Diego Martínez
Agencia Reforma

CDMX.- El quarterback Baker Mayfield, quien lleva 21 TDs y siete intercepciones en la campaña, y compañía hacen soñar en grande a los aficionados de los Browns por primera vez en más de una década.
Desde 2007 que Cleveland no tenía una marca ganadora y, ahora, el objetivo es amarrar un boleto de postemporada.
Los Browns tienen tatuado el estigma de ser una franquicia perdedora, y las cifras no mienten, pero este grupo que se ha conformado poco a poco comienza a brindar destellos de esperanza.
Tiene marca de 9-3 cuando restan cuatro juegos por jugarse y es la mejor marca desde que lograron terminar 10-6 hace 13 años.
Para darse una idea de lo mal que la han pasado los fans, los Browns, segundos del Norte de la AFC, han logrado boleto a Playoffs sólo en dos de las últimas 27 temporadas.

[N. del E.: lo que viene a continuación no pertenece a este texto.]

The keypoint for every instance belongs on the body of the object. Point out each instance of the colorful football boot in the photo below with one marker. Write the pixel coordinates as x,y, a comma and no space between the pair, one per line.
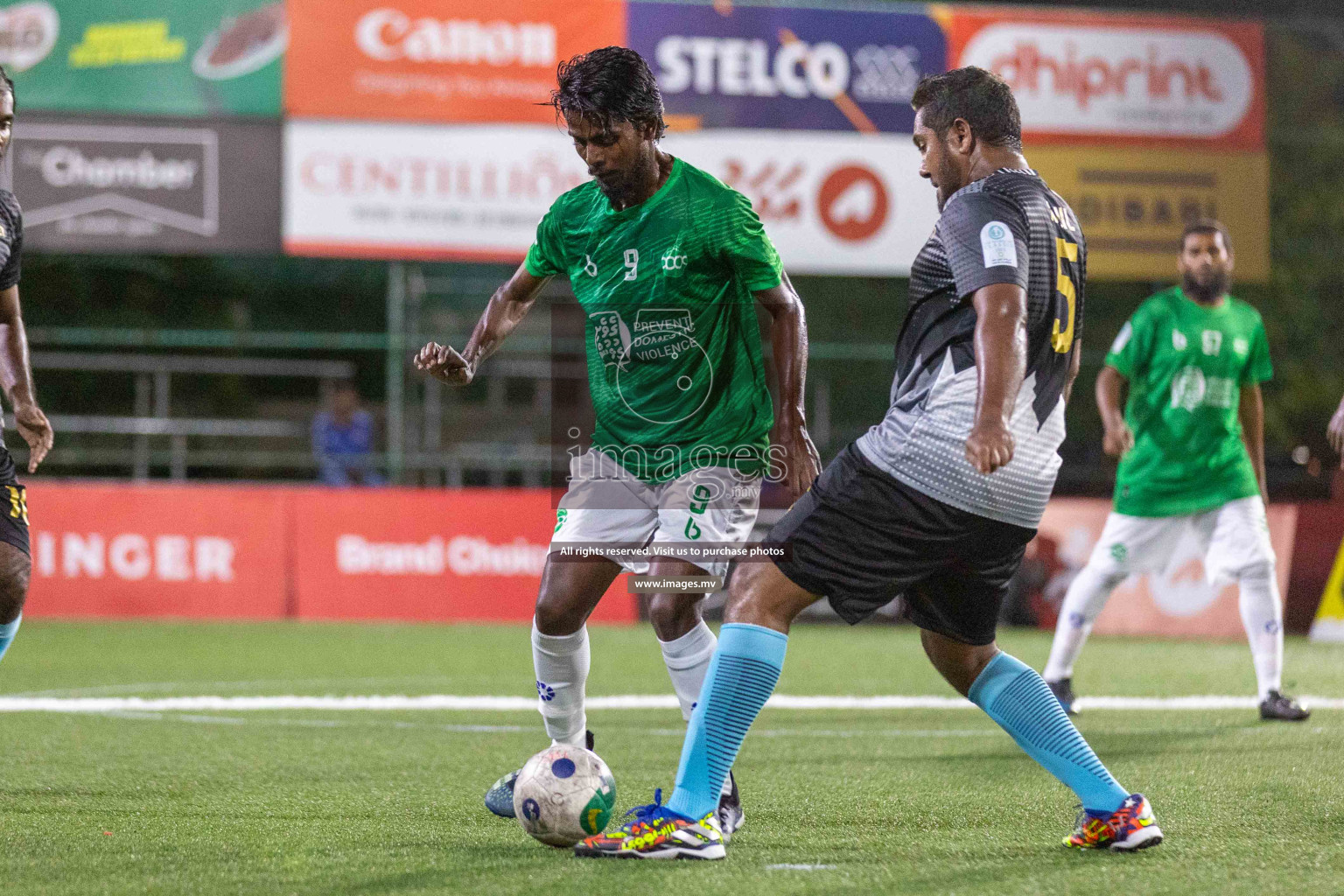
656,833
1280,707
1130,828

Ahora, lo que está haciendo Kevin Stefanski en su debut como head coach es de aplaudirse, pues tiene a Cleveland cerca de conseguir el pase, algo que no logran desde la 2002, cuando eran comandados por el quarterback Tim Couch, y previo a esa postemporada su anterior visita fue en 1994 cuando los Browns eran dirigidos por Bill Bellichick y en el campo por Vinny Testaverde, Eric Metcalf e Isaac Booth, entre otros.
Cleveland jamás ha llegado y menos ganado un Super Bowl.
Para su mala suerte, dos temporadas antes de arrancar la era de los Súper Tazones llegaron a los dos juegos por el campeonato de la NFL, en los que cayeron en 1965 y se coronaron en 1964.